A while ago I decided as a hobby project to improve the User Experience of PSprices.com. I love their price monitoring website, but the UX is quite a mess. I tried to keep the design and branding unchanged, and only focused on improving the UX.
Normally I would never make changes to a website withouth analysing the existing usage data. In this case I had to make some assumptions, since I’m not involved with the website.
Before and after
My main focus was to help the users reach their goal: Buying the game now when the price is low, or buying it later when the price drops more. By reducing unnecessary info and improving the flow through the page I created a UX design that is very likely to perform better in reaching the user’s goals (and the business goals of the website). In the next sections I’ll go into the details and reasoning behind each of the UX and conversion improvements.
Improving the flow & focusing on the most common use-case
- First thing a user must do to get the correct price is selecting his country. Following the Gutenberg rule, I moved this button to the top left corner, catching the attention before reading the rest of the content. As a user myself I often experienced looking at the wrong price data, because the default country setting wasn’t mine.

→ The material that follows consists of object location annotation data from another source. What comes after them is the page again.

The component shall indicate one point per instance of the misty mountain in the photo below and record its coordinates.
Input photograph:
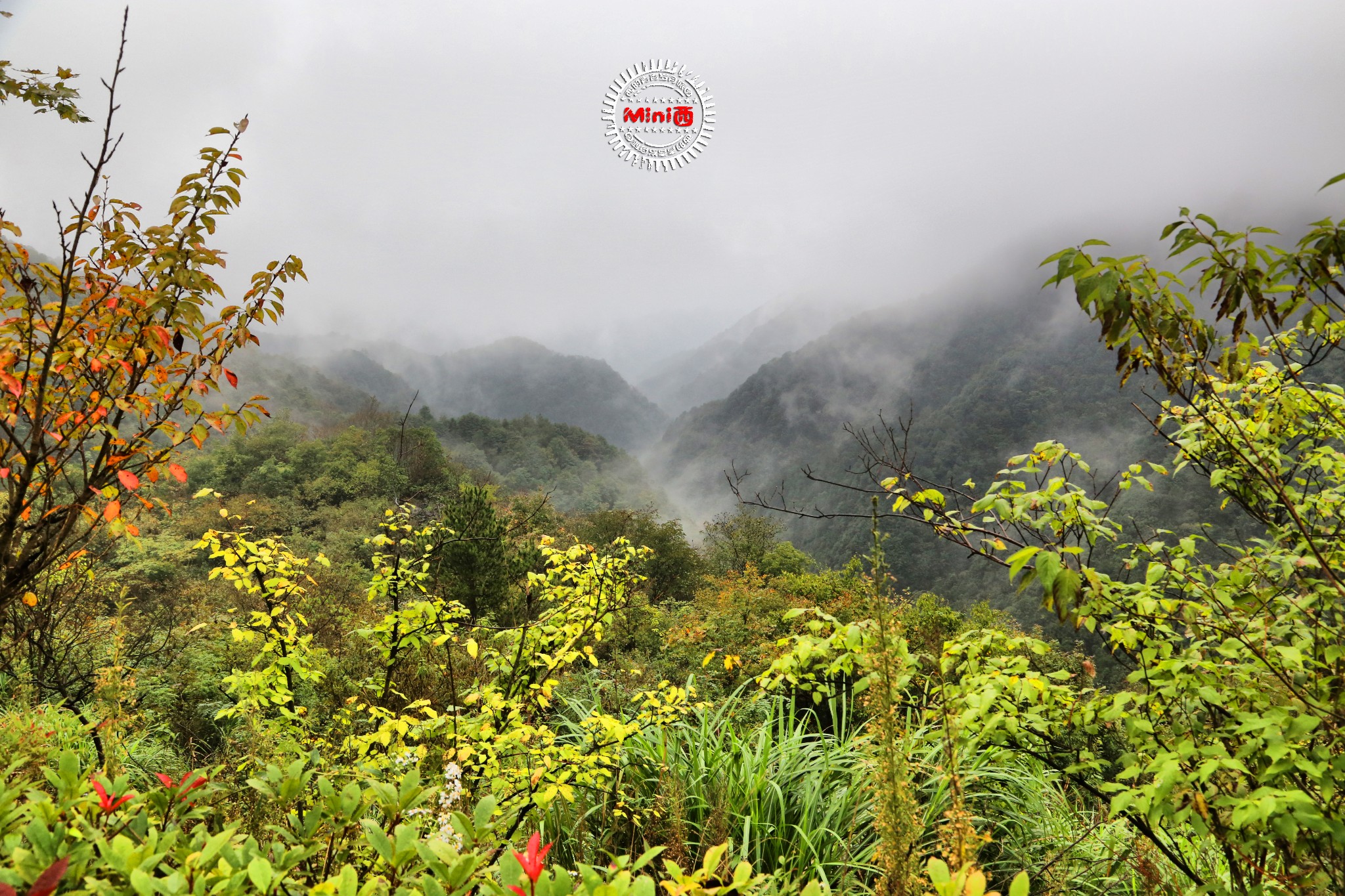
(508, 379)
(296, 390)
(981, 386)
(579, 469)
(517, 378)
(712, 370)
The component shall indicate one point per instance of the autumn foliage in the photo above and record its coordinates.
(108, 354)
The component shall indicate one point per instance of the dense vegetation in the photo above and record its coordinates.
(370, 654)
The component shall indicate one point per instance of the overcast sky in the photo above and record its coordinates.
(441, 167)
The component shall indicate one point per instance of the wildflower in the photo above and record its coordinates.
(186, 789)
(533, 861)
(109, 802)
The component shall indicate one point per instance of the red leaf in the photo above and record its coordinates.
(47, 880)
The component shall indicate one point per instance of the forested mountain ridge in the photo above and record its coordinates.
(506, 379)
(981, 389)
(715, 368)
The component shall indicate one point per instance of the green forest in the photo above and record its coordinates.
(278, 628)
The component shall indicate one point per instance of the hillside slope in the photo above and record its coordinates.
(715, 368)
(517, 378)
(982, 387)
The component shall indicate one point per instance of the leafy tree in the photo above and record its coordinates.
(1232, 731)
(42, 91)
(734, 540)
(785, 558)
(671, 572)
(483, 566)
(105, 354)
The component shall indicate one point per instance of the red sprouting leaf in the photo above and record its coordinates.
(47, 880)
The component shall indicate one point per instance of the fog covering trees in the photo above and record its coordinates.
(342, 658)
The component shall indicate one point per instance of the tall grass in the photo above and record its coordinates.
(793, 801)
(799, 803)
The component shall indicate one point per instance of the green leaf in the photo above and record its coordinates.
(260, 874)
(1333, 181)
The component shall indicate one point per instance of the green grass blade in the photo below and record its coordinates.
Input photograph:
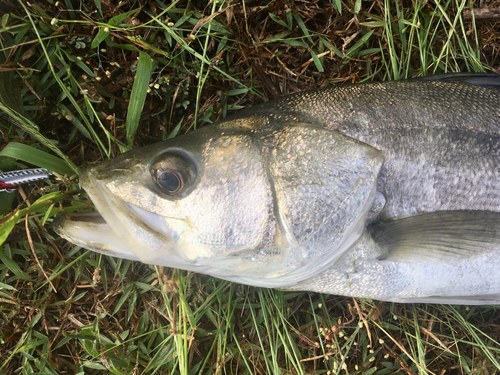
(138, 95)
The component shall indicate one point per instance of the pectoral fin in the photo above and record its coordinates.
(439, 236)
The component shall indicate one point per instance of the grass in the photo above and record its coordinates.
(76, 74)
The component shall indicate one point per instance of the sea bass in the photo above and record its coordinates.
(384, 190)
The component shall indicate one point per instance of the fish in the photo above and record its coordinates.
(388, 191)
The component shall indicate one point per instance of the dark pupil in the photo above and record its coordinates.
(169, 181)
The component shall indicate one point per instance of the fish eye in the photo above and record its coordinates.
(173, 173)
(170, 181)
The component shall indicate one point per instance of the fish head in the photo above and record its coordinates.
(232, 202)
(197, 202)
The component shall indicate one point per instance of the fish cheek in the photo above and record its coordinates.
(231, 209)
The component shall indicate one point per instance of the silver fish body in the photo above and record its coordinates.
(387, 191)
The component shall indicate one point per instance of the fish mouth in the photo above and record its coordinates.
(117, 228)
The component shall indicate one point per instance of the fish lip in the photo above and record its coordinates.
(126, 226)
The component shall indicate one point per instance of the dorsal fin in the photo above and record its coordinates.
(486, 80)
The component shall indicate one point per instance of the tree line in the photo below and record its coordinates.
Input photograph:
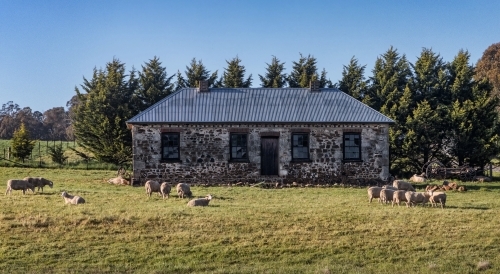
(445, 110)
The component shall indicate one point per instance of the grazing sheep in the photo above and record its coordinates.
(482, 179)
(398, 196)
(19, 185)
(200, 202)
(389, 187)
(386, 195)
(119, 181)
(402, 185)
(152, 186)
(165, 189)
(416, 198)
(39, 182)
(437, 196)
(183, 190)
(374, 192)
(73, 200)
(417, 179)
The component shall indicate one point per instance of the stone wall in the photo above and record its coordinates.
(204, 154)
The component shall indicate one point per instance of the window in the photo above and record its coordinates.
(238, 147)
(300, 146)
(170, 146)
(352, 146)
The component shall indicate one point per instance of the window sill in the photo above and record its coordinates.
(352, 161)
(301, 161)
(239, 161)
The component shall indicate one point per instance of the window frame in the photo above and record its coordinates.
(163, 145)
(238, 159)
(345, 145)
(292, 145)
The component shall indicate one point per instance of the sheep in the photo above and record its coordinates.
(482, 179)
(416, 198)
(417, 179)
(183, 190)
(200, 202)
(165, 189)
(15, 184)
(118, 181)
(386, 195)
(70, 199)
(398, 197)
(39, 182)
(389, 187)
(402, 185)
(152, 186)
(374, 192)
(437, 196)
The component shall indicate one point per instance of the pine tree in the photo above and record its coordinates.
(234, 74)
(474, 123)
(103, 109)
(489, 67)
(21, 143)
(353, 80)
(430, 79)
(390, 77)
(153, 84)
(197, 72)
(275, 76)
(303, 72)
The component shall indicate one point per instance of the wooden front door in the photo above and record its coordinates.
(269, 156)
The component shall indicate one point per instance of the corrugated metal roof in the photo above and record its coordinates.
(259, 105)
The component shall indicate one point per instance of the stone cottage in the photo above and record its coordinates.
(224, 135)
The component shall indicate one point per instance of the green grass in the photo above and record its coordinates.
(244, 230)
(41, 158)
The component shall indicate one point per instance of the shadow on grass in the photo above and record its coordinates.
(468, 207)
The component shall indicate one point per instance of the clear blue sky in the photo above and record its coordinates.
(47, 47)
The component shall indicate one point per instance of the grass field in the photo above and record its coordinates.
(244, 230)
(40, 156)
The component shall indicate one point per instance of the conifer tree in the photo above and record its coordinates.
(153, 84)
(197, 72)
(234, 75)
(100, 116)
(353, 79)
(21, 143)
(275, 76)
(430, 79)
(489, 67)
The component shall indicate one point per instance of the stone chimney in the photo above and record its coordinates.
(203, 86)
(314, 86)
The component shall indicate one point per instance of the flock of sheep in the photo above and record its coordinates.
(402, 191)
(163, 189)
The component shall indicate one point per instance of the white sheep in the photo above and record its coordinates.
(119, 181)
(39, 182)
(417, 179)
(437, 196)
(402, 185)
(15, 184)
(413, 198)
(398, 197)
(374, 192)
(70, 199)
(200, 202)
(152, 186)
(165, 189)
(183, 190)
(389, 187)
(386, 195)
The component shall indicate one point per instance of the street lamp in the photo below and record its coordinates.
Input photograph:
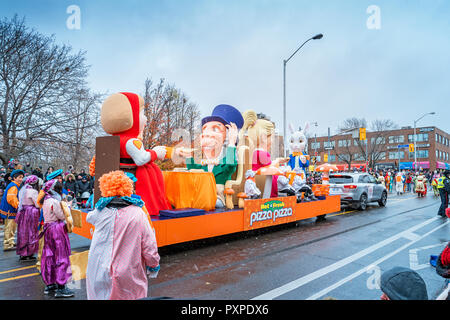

- The second action a user must take to get correct info, is to select the platform of the game. Here I created more focus by removing older generation consoles and placing them under ‘Other’. My assumption is that less than 5% of the users is still buying games for those old platforms and they form unnecessary distractions.
- The price information used to be scattered all over the page. Now everything comes together in one area, with one font size, making scanning of the core info much easier. I used icons to further guide the user attention to the important info. I also made the call to prioritize PS+ prices above normal prices, assuming that 75% of the Playstation users visiting this website have a PS+ account that gives them access to these lower prices. Making the website focused on the most common use-case will reduce friction for the biggest group of users.
- The search bar was removed, on this results detail page. Instead it will be more prominent on the page before reaching this one. To have search quickly accessible on every page I would still consider adding it as a smaller field in the top menu bar.
Improving conversion with proven best practices
- Reduced the multitude of buttons to focus on one primary Call To Action button that grabs the user’s attention. Making the ‘buy now’ button solid and giving it a high contrasting color, improves the conversion.
- The secondary Call To Action button allows user to signup for price notifications. By allowing users to directly input their email and press submit, an additional step is removed to increase the usage of this feature.
- Removed unnecessary features that were distracting from the main user goals. The ‘nr of other people watching this price’, and ‘people that own this game’ do not directly contribute to the main goals. Although AB-testing in the future could be used to see if activity numbers from other users on the platform can increase the trust and as a result conversion.
- Changed the ‘login‘;’ and ‘signup’ copywriting to ‘my account’ and ‘add to my whishlist’ to communicate better the benefits of creating an account.
- Improved SEO by adding the platform name and word ‘price’ to the H1 title of the page. Making these longtail game detail pages better findable on common search queries. For example: ‘Grand turismo ps4 price’.
In the end UX is all about making clear decisions. Understanding user’s goals, keeping things simple and structured, and following best practises can help to increase conversion a lot.